Este filme realmente destaca o quão longe chegamos, diz a atriz. Por exemplo, as mulheres podem ter o seu próprio nome num cartão bancário, o que não podiam naquela altura. Mas ainda há um longo caminho a percorrer. Eu realmente espero que este filme inspire as pessoas a continuarem se levantando e lutando por coisas como Helen fez. Acho que é muito importante olhar para as mulheres que vieram antes de nós. Não creio que teríamos coisas como o movimento Time’s Up e Me Too sem mulheres como Helen, que lutaram pelas coisas que fazem da vida que vivo hoje o que é.

Interpretar Reddy impactou Cobham-Hervey de uma forma muito real, não apenas como atriz, mas como pessoa. O papel a fez perceber que às vezes você tem que resolver o problema com suas próprias mãos e, no final das filmagens, Cobham-Hervey optou pelos direitos do romance de Miriam Toews. Irma Voth e recentemente terminou seu primeiro rascunho do roteiro.

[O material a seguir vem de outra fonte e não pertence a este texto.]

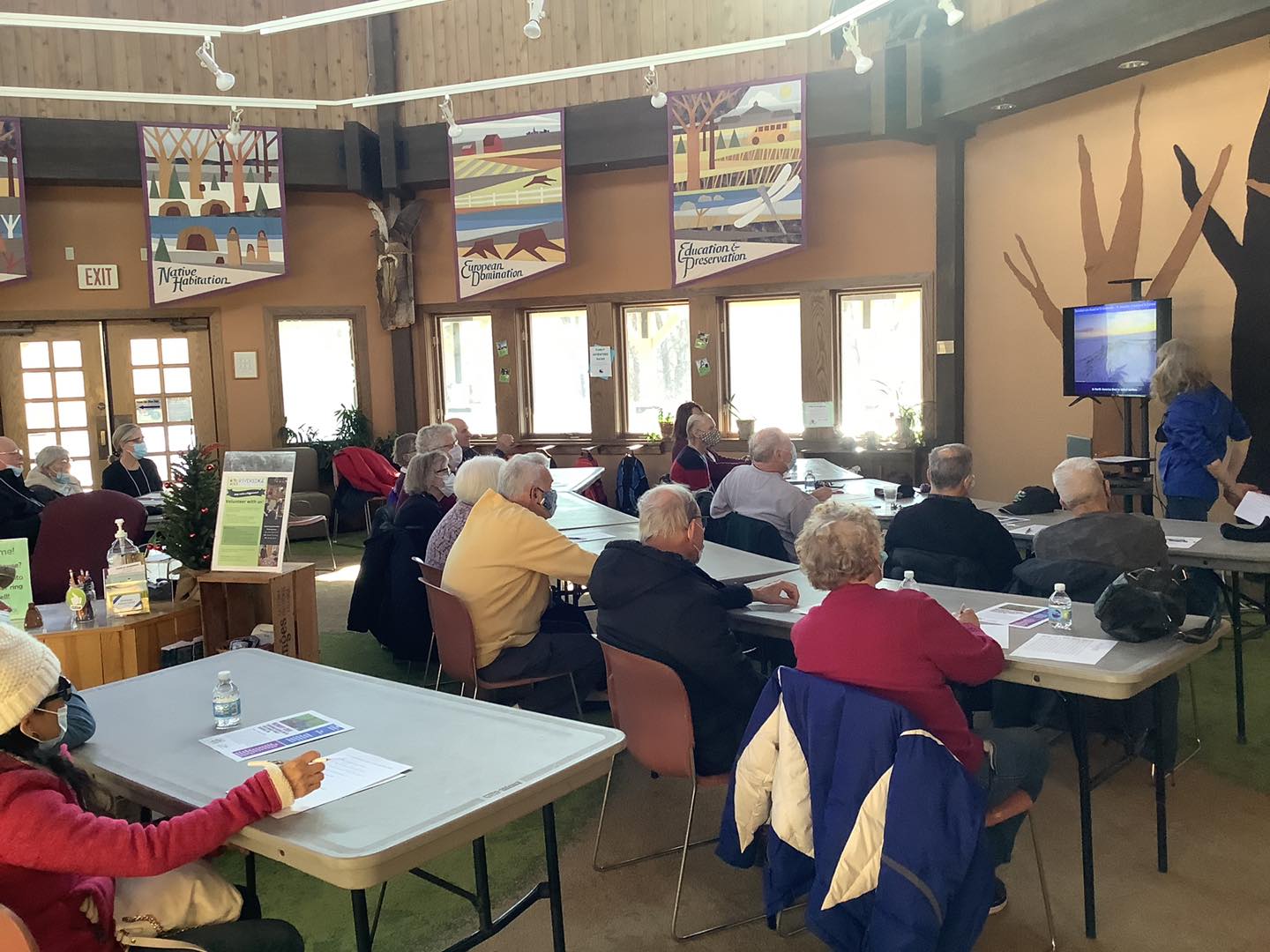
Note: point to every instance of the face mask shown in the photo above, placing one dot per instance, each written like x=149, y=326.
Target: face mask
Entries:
x=48, y=747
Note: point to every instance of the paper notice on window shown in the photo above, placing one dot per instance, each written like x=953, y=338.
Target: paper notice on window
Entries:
x=1013, y=614
x=348, y=772
x=263, y=739
x=1065, y=648
x=1255, y=508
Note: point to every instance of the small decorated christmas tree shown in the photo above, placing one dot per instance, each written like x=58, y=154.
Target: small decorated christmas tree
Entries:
x=190, y=508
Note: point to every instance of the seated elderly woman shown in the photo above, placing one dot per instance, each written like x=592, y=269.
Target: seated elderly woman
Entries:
x=905, y=648
x=475, y=476
x=403, y=452
x=51, y=476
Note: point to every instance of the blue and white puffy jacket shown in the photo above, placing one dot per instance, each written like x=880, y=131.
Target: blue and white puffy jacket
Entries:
x=870, y=818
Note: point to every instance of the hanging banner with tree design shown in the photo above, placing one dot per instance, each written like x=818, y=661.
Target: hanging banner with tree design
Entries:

Acho que o melhor de interpretá-la é que consegui confiar um pouco em sua confiança, diz Cobham-Hervey. Também me levou a pensar sobre os tipos de histórias que quero contar e não apenas esperar que elas cheguem até mim. Assim como Helen, eu pensei: 'Bem, se há algo que eu realmente quero fazer, talvez eu tenha que ir lá e fazer isso.' um artista neste mundo. É muito difícil esperar pelas coisas que você realmente deseja fazer. E às vezes, se você tem paixão por algo, você deveria simplesmente sair e tentar criar isso, porque você pode esperar para sempre.